White supremacists perform Nazi salute and chant 'Hail Trump'
Efrat Yardai
Photo: Yuval Rosenberg
About three weeks have passed since the US election. Donald Trump is the president of the world’s strongest power. Countless commentaries have already been written about his election, and all the possible outcries and cries of joy have been heard.
The appointments for the new administrations are underway, and like after every US election campaign, the main question in Israel is whether the appointments are “good for us.”
I understand the fear. The appointments made by Trump will affect Israel’s policy, even if its leaders pretend not to care what the world thinks. But what bothers me is how the reports on the rise in hate crimes and incitement since the elections – like the drawing of swastikas and racist, and even anti-Semitic, graffiti – go hand in hand with the satisfaction by Trump’s election in the Israeli government and among a significant part of the Israeli public.
Since Trump’s victory was declared, there have been more and more testimonies on social networks and among the American public of physical and verbal attacks on members of minority groups . The Southern Poverty Law Center (SPLC), a legal advocacy organization for weakened and poor populations, reported that there had been 701 acts of hate in just the first week after the elections.

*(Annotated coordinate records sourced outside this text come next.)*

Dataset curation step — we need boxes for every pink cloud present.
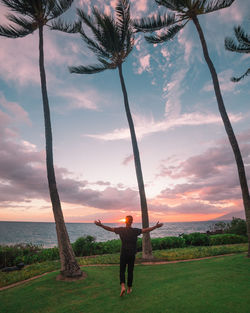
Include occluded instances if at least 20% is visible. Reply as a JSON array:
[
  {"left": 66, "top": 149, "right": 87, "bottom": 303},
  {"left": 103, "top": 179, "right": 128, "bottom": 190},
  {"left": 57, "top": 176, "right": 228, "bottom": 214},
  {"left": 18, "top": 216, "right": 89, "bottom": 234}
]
[
  {"left": 122, "top": 154, "right": 134, "bottom": 165},
  {"left": 0, "top": 92, "right": 31, "bottom": 125}
]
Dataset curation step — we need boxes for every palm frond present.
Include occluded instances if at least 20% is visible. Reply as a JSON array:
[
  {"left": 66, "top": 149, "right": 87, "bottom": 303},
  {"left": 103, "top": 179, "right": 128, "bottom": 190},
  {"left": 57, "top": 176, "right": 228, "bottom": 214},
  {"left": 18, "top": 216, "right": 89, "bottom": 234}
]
[
  {"left": 69, "top": 65, "right": 108, "bottom": 74},
  {"left": 133, "top": 13, "right": 177, "bottom": 32},
  {"left": 47, "top": 0, "right": 74, "bottom": 19},
  {"left": 76, "top": 8, "right": 103, "bottom": 47},
  {"left": 231, "top": 68, "right": 250, "bottom": 83},
  {"left": 6, "top": 14, "right": 36, "bottom": 32},
  {"left": 234, "top": 26, "right": 250, "bottom": 48},
  {"left": 1, "top": 0, "right": 31, "bottom": 15},
  {"left": 80, "top": 30, "right": 110, "bottom": 58},
  {"left": 49, "top": 18, "right": 81, "bottom": 34},
  {"left": 92, "top": 8, "right": 123, "bottom": 53},
  {"left": 155, "top": 0, "right": 187, "bottom": 12},
  {"left": 145, "top": 23, "right": 186, "bottom": 44},
  {"left": 0, "top": 26, "right": 33, "bottom": 38},
  {"left": 115, "top": 0, "right": 131, "bottom": 42},
  {"left": 204, "top": 0, "right": 235, "bottom": 13},
  {"left": 225, "top": 37, "right": 250, "bottom": 53}
]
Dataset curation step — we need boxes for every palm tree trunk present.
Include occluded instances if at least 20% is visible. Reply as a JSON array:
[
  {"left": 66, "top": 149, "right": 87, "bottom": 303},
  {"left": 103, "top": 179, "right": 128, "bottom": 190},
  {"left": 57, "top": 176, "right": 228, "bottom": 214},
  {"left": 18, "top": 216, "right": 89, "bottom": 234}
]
[
  {"left": 118, "top": 64, "right": 153, "bottom": 259},
  {"left": 192, "top": 16, "right": 250, "bottom": 257},
  {"left": 39, "top": 25, "right": 82, "bottom": 277}
]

The list of victims is led by immigrants, blacks and LGBT people. For now, attacks on Jews are in the 10th place, and the drawing of swastikas is in the fifth place. The fact that other minority groups are targeted more than Jews may be the reason why Israelis have been so indifferent to these reports.
The differences between the United States and Israel in terms of hate crimes and incitement are historical. While the American administration’s motivation to eradicate hate crimes stems from crimes against black people (racism), Israel’s motivation stems from hate crimes against Jews (anti-Semitism). Israel doesn’t care how racist the new administration is, as long as this racism doesn’t hurt Jews. We have no problem with the fact that you hate Muslims and blacks, just don’t target Jews. But that’s called walking a very tight rope.

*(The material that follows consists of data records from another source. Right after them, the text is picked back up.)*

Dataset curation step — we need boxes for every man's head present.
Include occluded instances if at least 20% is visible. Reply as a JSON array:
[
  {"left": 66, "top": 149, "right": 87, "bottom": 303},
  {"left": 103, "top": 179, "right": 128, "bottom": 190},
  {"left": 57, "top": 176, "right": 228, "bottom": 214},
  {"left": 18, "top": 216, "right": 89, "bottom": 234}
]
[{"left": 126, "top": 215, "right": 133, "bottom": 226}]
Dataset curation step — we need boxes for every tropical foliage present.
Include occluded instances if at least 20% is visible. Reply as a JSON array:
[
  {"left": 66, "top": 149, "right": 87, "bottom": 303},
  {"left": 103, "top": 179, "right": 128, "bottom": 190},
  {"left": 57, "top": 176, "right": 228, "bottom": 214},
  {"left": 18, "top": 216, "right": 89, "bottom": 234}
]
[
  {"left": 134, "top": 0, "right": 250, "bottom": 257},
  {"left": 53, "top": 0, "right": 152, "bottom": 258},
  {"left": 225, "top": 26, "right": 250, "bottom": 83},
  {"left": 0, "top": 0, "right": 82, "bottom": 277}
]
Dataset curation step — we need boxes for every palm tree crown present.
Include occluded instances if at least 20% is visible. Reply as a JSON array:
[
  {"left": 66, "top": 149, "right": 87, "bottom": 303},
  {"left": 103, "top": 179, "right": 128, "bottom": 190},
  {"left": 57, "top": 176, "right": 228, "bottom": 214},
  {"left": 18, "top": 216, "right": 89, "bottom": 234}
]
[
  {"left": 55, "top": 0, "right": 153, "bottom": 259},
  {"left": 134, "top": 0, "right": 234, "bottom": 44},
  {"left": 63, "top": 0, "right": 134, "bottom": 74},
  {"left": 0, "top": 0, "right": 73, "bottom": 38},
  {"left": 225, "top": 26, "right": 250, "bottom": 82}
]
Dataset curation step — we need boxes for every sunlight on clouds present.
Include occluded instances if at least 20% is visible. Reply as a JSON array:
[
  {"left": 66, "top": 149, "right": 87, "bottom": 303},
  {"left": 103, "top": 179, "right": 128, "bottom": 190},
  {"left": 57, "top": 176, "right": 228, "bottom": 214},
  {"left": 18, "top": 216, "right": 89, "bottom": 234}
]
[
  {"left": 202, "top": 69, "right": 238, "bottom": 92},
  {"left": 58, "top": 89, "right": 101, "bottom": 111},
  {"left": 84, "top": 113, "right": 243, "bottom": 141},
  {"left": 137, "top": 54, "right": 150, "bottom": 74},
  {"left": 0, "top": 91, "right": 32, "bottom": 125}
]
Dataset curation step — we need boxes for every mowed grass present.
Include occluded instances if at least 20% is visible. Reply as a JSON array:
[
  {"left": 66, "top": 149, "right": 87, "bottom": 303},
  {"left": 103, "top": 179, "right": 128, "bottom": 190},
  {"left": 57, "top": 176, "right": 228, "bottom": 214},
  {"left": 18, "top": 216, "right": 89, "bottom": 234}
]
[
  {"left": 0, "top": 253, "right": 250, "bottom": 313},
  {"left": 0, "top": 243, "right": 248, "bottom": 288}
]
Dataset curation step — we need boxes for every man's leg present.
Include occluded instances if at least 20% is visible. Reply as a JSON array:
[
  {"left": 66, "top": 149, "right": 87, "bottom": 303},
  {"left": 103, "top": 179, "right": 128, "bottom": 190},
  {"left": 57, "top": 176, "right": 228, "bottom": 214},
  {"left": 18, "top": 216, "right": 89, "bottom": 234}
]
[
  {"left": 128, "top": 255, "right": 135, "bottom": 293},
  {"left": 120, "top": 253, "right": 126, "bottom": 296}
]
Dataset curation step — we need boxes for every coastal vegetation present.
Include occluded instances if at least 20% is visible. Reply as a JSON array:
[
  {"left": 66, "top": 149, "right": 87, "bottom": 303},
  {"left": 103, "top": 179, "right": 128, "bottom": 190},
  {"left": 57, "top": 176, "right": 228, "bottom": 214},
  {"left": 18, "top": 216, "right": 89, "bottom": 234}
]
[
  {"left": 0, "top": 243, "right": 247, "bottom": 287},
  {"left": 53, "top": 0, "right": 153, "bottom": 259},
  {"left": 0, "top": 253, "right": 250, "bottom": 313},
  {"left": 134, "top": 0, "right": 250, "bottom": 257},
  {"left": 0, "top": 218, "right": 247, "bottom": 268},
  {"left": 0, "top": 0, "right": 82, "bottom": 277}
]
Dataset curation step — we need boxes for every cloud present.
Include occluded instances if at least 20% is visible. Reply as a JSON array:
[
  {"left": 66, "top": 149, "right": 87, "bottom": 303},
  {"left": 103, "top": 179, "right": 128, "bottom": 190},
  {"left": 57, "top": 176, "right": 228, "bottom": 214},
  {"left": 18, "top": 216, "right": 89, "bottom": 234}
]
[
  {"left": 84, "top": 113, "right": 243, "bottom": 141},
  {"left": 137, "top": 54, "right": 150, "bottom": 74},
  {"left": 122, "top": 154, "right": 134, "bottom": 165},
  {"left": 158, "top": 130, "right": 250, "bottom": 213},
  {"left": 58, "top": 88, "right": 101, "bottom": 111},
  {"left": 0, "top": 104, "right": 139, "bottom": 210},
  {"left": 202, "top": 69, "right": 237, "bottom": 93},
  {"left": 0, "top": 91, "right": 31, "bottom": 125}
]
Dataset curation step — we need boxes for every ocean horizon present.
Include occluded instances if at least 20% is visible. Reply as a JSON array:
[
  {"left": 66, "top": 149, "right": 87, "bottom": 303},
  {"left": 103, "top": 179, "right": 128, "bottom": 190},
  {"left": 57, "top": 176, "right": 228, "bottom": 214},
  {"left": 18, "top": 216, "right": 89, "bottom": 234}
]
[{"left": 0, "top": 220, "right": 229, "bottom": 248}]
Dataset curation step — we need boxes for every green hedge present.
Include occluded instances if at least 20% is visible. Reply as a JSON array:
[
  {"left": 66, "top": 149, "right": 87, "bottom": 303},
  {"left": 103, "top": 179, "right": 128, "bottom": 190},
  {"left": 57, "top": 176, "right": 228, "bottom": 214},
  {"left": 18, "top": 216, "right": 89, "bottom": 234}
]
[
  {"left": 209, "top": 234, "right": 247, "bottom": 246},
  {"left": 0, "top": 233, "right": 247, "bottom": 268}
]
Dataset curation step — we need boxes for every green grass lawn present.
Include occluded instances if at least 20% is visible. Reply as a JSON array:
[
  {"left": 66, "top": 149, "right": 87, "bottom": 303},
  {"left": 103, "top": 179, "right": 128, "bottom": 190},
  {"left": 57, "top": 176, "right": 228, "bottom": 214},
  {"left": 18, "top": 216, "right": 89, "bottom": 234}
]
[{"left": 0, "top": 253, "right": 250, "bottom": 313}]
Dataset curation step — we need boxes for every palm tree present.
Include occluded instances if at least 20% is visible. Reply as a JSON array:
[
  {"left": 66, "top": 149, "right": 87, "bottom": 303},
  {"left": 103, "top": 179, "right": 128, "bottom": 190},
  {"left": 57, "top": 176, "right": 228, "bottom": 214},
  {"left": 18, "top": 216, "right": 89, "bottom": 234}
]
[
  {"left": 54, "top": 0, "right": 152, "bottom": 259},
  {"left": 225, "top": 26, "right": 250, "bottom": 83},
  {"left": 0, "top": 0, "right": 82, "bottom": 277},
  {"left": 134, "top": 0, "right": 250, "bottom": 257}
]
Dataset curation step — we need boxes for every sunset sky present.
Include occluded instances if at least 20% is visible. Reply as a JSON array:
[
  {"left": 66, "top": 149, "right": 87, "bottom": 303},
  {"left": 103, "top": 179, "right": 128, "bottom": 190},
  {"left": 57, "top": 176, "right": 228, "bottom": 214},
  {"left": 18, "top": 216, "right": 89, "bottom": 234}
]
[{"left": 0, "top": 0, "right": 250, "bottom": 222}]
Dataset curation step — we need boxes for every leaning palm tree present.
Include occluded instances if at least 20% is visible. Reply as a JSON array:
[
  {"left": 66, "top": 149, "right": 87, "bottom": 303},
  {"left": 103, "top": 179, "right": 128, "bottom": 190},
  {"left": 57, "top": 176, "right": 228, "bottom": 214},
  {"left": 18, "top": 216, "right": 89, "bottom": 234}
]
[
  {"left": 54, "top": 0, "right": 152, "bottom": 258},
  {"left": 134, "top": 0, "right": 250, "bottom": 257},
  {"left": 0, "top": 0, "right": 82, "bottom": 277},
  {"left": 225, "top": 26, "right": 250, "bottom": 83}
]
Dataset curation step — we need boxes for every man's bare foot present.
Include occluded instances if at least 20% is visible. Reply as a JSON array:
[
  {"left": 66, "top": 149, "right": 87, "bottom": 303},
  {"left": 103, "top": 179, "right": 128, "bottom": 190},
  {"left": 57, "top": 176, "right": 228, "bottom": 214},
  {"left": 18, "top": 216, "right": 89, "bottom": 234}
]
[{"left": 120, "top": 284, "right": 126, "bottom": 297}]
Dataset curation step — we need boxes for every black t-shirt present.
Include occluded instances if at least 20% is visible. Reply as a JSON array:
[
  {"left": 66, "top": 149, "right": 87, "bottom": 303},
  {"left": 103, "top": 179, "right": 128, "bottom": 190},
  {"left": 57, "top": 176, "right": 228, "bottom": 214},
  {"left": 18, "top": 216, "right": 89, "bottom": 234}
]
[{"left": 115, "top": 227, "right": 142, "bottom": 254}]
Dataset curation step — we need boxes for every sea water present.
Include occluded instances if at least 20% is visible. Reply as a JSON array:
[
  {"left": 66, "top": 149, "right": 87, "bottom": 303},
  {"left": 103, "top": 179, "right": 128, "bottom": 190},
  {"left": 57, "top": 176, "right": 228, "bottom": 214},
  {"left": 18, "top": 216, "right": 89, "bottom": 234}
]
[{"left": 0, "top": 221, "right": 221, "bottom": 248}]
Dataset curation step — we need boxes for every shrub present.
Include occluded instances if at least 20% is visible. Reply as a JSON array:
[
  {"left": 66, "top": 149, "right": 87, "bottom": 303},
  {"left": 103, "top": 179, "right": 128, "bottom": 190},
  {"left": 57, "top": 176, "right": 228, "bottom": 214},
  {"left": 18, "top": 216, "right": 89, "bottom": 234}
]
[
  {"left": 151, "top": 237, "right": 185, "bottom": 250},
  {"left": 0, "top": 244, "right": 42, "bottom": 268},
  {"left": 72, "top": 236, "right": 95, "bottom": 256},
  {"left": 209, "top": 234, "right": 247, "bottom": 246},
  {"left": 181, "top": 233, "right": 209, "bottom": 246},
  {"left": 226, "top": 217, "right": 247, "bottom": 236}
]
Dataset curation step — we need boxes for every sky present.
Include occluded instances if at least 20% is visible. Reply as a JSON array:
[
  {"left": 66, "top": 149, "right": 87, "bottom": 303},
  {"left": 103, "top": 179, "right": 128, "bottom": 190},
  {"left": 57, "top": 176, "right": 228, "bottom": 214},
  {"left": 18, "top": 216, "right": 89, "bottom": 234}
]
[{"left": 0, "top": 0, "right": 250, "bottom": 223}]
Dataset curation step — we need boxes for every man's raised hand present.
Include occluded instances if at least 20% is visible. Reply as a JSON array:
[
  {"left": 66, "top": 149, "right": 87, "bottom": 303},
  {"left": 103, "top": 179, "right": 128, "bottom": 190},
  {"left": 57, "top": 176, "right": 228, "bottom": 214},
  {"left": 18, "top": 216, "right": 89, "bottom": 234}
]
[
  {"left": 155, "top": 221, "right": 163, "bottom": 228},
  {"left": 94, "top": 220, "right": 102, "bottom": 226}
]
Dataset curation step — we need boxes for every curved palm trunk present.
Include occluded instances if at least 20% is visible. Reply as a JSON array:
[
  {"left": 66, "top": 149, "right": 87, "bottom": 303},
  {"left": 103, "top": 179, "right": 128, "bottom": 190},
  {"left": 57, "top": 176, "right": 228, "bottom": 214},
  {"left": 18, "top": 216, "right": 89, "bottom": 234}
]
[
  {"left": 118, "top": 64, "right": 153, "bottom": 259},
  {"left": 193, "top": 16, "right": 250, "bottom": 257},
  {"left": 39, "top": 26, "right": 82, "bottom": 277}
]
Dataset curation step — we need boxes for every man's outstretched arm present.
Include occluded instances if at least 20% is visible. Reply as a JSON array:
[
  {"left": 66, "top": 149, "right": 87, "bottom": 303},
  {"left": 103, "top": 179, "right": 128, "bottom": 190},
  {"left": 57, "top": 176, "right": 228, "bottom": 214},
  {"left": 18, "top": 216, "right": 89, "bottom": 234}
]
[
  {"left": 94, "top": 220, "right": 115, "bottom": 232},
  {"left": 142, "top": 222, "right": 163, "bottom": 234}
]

Only last week, we saw a clip showing Richard Spencer, a Trump supporter who heads the National Policy Institute (NPI) and backs the creation of an “Aryan” homeland, performing a Nazi salute and chanting “Hail Trump!”
Steve Bannon, who was appointed as Trump’s chief strategist, is one of the leaders of the “white supremacy” movement in the US. His appointment sparked a wide range of reactions among America’s Jews. One of the most interesting ones, which clearly points to the distortion in the Jewish-Israeli approach, came from Jewish jurist Alan Dershowitz, who stated that Bannon was not anti-Semitic and had good relations with Jews. If we translate such a statement to the Israeli reality, it immediately becomes ridiculous. Because even a person who shares a plate of hummus with Arabs may go to war next summer.

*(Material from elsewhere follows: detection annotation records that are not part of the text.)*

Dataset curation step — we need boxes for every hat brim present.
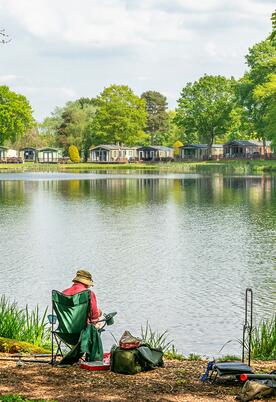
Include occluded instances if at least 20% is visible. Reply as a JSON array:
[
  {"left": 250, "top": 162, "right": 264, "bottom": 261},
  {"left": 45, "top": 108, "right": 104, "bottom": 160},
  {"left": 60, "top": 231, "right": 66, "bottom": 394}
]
[{"left": 72, "top": 275, "right": 94, "bottom": 286}]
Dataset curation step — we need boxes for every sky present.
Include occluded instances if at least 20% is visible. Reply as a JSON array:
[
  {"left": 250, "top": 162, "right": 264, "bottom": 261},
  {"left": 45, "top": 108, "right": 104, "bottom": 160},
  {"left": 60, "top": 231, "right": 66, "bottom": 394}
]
[{"left": 0, "top": 0, "right": 275, "bottom": 121}]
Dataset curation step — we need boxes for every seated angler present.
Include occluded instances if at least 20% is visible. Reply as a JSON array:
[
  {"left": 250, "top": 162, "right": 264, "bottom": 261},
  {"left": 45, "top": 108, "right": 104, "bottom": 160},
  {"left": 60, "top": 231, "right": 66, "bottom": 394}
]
[{"left": 62, "top": 270, "right": 102, "bottom": 325}]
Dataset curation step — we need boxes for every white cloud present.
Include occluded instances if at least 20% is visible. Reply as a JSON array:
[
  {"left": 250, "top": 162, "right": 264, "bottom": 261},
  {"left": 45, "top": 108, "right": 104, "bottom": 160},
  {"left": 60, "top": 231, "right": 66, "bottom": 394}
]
[
  {"left": 0, "top": 74, "right": 18, "bottom": 84},
  {"left": 1, "top": 0, "right": 190, "bottom": 47},
  {"left": 0, "top": 0, "right": 273, "bottom": 119}
]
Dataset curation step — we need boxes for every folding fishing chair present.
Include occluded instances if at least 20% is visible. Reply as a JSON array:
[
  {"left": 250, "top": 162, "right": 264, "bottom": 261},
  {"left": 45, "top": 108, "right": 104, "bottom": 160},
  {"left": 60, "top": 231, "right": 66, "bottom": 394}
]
[{"left": 48, "top": 290, "right": 90, "bottom": 365}]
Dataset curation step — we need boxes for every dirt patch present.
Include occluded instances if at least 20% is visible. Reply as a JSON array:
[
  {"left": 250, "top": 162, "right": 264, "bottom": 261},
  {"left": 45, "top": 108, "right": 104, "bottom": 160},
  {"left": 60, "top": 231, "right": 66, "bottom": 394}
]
[{"left": 0, "top": 355, "right": 276, "bottom": 402}]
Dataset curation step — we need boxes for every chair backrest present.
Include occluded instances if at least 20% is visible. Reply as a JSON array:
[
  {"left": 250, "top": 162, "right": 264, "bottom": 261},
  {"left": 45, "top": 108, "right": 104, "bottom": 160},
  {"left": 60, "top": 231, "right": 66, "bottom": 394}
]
[{"left": 52, "top": 290, "right": 90, "bottom": 334}]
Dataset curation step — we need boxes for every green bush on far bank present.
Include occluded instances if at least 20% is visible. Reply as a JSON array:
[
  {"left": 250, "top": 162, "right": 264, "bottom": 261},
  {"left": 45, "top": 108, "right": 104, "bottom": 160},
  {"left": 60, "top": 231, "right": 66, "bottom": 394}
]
[{"left": 0, "top": 160, "right": 276, "bottom": 174}]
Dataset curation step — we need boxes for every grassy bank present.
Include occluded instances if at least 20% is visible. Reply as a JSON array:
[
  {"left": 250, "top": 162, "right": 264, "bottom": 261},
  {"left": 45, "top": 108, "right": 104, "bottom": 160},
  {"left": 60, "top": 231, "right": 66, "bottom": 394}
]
[{"left": 0, "top": 160, "right": 276, "bottom": 174}]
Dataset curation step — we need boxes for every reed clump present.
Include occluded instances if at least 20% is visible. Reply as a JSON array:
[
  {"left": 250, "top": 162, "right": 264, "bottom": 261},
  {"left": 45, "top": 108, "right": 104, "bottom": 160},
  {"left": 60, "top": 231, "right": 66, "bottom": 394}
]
[
  {"left": 251, "top": 314, "right": 276, "bottom": 360},
  {"left": 0, "top": 296, "right": 50, "bottom": 347}
]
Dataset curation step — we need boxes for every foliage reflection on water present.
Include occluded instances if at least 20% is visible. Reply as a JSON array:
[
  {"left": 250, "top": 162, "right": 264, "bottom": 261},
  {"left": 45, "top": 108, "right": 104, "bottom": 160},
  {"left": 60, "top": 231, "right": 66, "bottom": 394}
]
[{"left": 0, "top": 172, "right": 276, "bottom": 354}]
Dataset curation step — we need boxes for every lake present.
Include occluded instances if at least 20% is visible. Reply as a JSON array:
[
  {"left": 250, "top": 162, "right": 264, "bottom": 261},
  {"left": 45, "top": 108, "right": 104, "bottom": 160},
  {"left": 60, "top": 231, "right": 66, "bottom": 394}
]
[{"left": 0, "top": 171, "right": 276, "bottom": 356}]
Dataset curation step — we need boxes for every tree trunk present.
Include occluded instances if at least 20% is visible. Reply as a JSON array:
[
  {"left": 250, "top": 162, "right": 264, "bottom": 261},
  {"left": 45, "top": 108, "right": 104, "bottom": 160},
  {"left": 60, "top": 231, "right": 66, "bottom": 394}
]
[
  {"left": 208, "top": 127, "right": 216, "bottom": 159},
  {"left": 263, "top": 138, "right": 268, "bottom": 159}
]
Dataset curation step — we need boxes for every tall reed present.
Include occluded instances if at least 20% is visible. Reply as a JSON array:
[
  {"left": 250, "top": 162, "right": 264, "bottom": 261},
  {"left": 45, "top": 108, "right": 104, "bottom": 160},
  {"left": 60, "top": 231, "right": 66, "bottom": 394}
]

Hate crimes and incitement to violence against a person who is considered “different,” even if he is a non-Jew, should make us cry aloud. We must not trust those who support incitement against people that are considered different, and we must cry out not only in cases of swastika graffiti, anti-Semitic comments or physical attacks on Jews, but also when a gay person is assaulted or when a writing like “Make America White Again” is spray-painted on a wall. After all, as history has taught us, Jews tend to fall into the same hole “others” are thrown into.
Efrat Yardai is a lecturer at Ben-Gurion University.